With 25 kilometres to go, it was Merckx attacking solo, but he was caught by an important group: Lance Armstrong, Alexandr Shefer, Michele Bartoli and Samuel Sanchez. On the Côte de Sart-Tilman with 16 km to go, Armstrong attacked repeatedly, dropping Bartoli and Merckx. The three men had 30 seconds on the next group of riders, and it seemed as though that was the race. But behind them there was a regrouping of sorts, and Hamilton's teammates drove the group hard to the base of the Côte de Saint-Nicolas with 6 km to go, putting an end to Armstrong's promising move.
The leaders were strung out on the ten percent grade of the climb, but no-one could get a gap at the top. Dutch favourite Michael Boogerd played his cards over the top with a solo move on the descent into Liege. But he was chased down by the group, with Euskaltel's Iban Mayo and Samuel Sanchez doing most of the work.
Mayo and Boogerd
Photo: © Elmar Krings
It was then that Hamilton saw his chance, attacking with three kilometres to go just before the final uphill to Ans. Hamilton went, the others watched, and the race was over. Hamilton's strength carried him swiftly over the final few kilometres, although he was only confident that he had a sufficient gap when he got to the final corner with 300m to go. The win was his, while Iban Mayo proved to be the strongest of the chase group in taking second, in front of Michael Boogerd, who added another World Cup podium finish to his palmares.
Speaking of the World Cup, today it was almost impossible for anyone to remove the jersey from Peter van Petegem's shoulders.

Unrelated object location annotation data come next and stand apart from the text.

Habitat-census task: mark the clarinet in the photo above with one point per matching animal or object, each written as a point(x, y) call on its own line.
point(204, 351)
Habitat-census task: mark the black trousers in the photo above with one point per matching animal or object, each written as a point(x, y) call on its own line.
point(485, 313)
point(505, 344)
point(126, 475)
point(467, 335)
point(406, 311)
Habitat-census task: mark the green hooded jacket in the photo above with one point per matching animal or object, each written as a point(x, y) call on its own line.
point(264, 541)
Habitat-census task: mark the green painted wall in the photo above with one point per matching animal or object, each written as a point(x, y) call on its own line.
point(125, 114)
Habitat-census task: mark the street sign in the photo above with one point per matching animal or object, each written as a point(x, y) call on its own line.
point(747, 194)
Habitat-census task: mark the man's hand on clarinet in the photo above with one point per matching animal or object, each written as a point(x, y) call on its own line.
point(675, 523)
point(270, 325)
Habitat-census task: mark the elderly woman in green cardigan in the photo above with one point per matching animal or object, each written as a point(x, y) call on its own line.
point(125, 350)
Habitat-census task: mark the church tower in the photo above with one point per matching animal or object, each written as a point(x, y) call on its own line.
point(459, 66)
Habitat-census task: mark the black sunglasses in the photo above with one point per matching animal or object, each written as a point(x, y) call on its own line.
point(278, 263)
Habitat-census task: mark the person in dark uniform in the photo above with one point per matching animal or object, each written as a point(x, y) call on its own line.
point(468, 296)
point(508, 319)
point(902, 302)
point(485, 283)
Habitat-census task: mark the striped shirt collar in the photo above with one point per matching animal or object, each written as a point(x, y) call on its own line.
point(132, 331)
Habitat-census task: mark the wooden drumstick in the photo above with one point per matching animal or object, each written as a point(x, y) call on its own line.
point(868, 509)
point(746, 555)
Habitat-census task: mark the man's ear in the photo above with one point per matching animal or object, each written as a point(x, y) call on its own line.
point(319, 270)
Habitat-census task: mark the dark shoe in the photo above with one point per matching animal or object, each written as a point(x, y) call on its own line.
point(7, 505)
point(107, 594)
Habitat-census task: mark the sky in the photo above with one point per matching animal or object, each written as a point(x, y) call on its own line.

The Lotto-Domo man did not have a great day, and was off the back of the bunch on the Côte du Rosier, only to abandon at the second feed zone a few kilometres later. A tired Van Petegem explained that he just didn't have enough strength today, and will now rest for some time before beginning his build up for the second half of the season in August. The World Cup is still wide open, with Michael Boogerd now on 140 points behind Van Petegem. But at least until the HEW Cyclassics on August 3, Peter Van Petegem remains the World Cup leader.